On the alignment of IP packets
[Posted June 15, 2004 by corbet]
Device drivers for network interfaces must allocate a "socket buffer"
("skb") for each incoming packet. A standard idiom in the skb allocation
code is a line like this:
skb_reserve(skb, 2);
This call tells the socket buffer code to set aside the first two bytes of
the data buffer. The reason why this is done can be seen by looking at the
resulting layout of an IP packet in the buffer:
The network stack makes frequent use of the IP addresses stored in the
packet. By padding the beginning of an ethernet-style packet by two bytes,
a network driver can cause those addresses to be aligned on a four-byte
boundary. On some architectures, at least, that alignment will speed
access to the addresses and make the networking system faster.
Or so it might seem.
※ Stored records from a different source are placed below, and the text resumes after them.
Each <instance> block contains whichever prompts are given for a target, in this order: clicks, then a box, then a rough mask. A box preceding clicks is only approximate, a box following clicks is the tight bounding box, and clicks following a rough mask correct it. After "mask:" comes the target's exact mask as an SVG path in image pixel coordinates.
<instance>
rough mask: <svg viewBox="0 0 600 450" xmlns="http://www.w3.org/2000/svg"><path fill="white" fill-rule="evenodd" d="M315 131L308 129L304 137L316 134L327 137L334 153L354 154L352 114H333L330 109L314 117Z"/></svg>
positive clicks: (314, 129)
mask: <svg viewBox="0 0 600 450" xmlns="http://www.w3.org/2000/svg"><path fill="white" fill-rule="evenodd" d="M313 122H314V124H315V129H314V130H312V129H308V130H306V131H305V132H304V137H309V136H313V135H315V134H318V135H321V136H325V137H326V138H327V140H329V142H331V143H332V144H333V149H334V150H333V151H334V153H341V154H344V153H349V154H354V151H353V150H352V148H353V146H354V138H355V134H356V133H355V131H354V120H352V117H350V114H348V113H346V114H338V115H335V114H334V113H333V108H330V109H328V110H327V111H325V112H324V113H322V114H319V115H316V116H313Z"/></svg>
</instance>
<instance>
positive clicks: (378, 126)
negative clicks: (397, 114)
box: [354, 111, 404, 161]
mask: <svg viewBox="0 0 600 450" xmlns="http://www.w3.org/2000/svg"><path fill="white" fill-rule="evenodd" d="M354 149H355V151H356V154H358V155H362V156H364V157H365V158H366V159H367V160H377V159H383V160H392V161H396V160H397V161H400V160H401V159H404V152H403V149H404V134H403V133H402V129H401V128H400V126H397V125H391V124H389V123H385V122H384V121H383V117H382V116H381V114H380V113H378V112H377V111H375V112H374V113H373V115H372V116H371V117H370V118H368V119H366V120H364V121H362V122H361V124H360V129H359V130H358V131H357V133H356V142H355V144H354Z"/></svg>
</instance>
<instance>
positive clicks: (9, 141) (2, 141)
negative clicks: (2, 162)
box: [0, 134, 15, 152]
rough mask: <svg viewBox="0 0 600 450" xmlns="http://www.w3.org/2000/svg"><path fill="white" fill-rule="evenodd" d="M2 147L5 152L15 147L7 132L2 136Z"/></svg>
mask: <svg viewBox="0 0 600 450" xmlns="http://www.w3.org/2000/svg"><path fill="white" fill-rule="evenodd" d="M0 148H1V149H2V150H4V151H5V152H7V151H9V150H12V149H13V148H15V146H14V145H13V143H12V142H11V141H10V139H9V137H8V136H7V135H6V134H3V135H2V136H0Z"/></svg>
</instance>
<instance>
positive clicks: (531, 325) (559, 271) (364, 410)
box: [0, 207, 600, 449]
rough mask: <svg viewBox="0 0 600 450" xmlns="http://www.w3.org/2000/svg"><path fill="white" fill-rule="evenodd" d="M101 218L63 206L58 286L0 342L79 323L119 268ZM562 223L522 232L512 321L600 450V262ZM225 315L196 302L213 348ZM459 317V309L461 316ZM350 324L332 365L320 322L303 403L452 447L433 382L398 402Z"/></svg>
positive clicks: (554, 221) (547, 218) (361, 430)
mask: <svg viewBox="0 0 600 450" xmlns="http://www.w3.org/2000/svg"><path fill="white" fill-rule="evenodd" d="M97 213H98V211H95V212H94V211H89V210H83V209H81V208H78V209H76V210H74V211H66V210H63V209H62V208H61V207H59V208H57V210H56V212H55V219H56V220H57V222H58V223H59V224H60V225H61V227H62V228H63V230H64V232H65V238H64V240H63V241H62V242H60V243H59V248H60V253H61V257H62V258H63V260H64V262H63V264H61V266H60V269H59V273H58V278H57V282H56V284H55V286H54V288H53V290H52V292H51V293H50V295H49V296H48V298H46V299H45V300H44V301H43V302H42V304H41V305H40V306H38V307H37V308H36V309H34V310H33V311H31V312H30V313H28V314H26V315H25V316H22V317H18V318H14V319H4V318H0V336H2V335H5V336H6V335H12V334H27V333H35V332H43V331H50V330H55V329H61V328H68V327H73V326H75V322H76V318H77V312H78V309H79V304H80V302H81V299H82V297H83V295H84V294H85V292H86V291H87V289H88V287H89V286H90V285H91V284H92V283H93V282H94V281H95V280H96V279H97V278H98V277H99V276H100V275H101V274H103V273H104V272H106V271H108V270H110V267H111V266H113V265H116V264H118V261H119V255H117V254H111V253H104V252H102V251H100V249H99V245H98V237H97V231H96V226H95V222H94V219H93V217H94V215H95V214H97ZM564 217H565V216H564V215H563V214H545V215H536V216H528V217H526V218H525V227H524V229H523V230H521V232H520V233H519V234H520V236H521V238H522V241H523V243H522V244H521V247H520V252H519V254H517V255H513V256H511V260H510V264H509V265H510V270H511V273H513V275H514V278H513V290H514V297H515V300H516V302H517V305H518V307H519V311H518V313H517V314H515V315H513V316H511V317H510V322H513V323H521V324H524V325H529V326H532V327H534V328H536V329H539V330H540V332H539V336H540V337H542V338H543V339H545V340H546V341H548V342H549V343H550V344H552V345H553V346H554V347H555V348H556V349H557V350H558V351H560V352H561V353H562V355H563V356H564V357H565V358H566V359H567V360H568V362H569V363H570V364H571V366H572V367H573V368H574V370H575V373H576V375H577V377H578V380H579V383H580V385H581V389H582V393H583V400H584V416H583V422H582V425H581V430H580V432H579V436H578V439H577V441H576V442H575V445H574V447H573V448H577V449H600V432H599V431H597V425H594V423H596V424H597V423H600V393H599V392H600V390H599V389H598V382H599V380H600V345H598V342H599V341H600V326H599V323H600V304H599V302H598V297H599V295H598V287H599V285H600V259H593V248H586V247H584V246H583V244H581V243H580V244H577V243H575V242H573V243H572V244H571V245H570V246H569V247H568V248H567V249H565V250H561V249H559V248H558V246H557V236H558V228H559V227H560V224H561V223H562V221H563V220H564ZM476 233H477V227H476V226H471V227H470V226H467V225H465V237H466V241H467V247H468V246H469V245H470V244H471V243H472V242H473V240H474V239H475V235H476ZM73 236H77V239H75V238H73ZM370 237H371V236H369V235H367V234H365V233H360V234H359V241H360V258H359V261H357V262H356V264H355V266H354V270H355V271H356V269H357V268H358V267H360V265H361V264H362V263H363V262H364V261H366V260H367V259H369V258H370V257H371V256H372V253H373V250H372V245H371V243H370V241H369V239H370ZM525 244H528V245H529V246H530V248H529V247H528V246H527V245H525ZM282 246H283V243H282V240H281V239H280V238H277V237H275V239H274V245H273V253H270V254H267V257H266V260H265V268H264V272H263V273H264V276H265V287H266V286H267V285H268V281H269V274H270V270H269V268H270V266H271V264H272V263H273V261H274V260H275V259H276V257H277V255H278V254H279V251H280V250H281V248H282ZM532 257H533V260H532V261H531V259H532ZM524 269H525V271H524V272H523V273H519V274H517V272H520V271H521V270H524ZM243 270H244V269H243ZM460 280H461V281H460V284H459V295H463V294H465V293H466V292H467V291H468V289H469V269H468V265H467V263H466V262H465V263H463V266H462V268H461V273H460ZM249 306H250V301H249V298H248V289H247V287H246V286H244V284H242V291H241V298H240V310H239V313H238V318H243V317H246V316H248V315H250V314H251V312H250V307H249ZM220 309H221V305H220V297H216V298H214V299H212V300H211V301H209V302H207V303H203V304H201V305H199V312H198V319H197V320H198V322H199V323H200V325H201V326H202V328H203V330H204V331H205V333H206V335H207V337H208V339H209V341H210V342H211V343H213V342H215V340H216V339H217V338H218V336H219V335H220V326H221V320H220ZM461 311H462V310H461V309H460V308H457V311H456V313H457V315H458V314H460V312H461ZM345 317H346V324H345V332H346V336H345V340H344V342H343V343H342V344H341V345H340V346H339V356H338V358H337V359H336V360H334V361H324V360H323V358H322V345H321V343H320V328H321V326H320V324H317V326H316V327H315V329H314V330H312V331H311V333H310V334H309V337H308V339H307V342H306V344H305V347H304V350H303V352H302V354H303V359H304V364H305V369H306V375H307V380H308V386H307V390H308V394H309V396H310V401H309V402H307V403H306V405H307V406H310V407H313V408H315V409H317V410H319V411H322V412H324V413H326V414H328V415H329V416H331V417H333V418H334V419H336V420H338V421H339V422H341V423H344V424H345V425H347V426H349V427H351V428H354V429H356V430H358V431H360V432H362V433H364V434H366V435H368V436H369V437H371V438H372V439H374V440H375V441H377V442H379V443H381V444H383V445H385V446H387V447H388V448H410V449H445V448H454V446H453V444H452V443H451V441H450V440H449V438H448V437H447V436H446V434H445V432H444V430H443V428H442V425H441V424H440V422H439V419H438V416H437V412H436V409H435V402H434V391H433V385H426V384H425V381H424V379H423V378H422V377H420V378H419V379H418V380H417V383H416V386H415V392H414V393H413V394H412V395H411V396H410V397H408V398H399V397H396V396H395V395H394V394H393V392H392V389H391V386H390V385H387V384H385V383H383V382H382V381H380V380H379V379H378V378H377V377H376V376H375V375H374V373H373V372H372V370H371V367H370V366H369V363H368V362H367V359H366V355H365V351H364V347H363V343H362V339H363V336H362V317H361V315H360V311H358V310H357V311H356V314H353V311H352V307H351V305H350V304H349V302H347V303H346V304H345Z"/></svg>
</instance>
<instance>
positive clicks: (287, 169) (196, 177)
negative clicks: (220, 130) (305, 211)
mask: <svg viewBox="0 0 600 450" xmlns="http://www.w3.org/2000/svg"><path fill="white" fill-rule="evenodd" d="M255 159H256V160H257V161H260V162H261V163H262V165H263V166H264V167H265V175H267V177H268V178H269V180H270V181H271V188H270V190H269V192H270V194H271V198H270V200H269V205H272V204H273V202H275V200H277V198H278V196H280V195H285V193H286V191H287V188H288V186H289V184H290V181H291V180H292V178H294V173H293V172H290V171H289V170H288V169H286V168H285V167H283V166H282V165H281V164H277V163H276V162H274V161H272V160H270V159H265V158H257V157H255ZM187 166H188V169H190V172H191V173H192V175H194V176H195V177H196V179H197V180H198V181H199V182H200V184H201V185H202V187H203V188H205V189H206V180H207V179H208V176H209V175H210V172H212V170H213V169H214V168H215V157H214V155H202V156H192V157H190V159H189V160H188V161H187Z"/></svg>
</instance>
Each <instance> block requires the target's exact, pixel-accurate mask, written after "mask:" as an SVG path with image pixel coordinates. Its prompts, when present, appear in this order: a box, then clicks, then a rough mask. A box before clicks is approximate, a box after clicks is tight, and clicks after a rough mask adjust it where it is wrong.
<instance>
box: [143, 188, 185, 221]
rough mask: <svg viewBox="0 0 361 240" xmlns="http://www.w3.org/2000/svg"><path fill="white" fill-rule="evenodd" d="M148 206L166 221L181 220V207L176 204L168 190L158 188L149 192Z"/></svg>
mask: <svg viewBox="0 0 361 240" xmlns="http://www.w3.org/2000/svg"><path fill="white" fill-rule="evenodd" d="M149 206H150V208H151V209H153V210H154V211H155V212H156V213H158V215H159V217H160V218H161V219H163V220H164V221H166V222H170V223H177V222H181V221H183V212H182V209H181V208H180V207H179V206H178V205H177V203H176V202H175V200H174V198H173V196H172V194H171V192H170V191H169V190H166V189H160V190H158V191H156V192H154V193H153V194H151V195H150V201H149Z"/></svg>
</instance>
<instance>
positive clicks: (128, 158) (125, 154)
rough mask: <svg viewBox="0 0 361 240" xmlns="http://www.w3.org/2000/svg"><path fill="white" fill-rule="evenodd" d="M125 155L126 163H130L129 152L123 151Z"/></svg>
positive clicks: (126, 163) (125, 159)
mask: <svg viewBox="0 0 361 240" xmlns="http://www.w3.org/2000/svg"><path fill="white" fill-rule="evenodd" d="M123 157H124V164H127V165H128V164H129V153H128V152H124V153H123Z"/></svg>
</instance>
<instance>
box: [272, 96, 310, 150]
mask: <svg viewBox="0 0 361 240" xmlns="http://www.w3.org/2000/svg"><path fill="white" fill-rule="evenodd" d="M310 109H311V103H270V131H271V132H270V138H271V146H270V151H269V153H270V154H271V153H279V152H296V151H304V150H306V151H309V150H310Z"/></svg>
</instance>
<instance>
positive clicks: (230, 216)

As Anton Blanchard recently figured out, this padding is not always
helpful. A number of modern architectures (Anton works with PPC64, but
Intel-style architectures qualify too) have no real problem with unaligned
memory accesses, so the two-byte offset on IP packets does not necessarily
help things.
Unfortunately, the DMA engines in a number of systems do have
trouble working with unaligned addresses. A padded packet buffer does not
start on an aligned address, with the result that DMA operations to that
buffer can be slower than they should be. As network adapters get faster,
the DMA performance penalty becomes increasingly significant.
Anton's proposal was to change the skb_reserve() calls into calls to a
new skb_align() function, which could, depending on the
architecture, decide whether to insert the padding or not. David Miller pointed out, however, that the magic constant
"2" appears in quite a few places, and simply removing the padding could
create bugs elsewhere in the driver code.
The real solution is likely to be the
addition of a defined constant called
something like NET_IP_ALIGN; this constant would be the amount of
padding needed for packet alignment on the current architecture. Yes,
things probably should have been done that way from the beginning, but life
is like that. In any case, once the constant is in, each individual driver
can be looked over and fixed up as need be. And one small obstacle to top
performance on high-end network adapters will have been removed.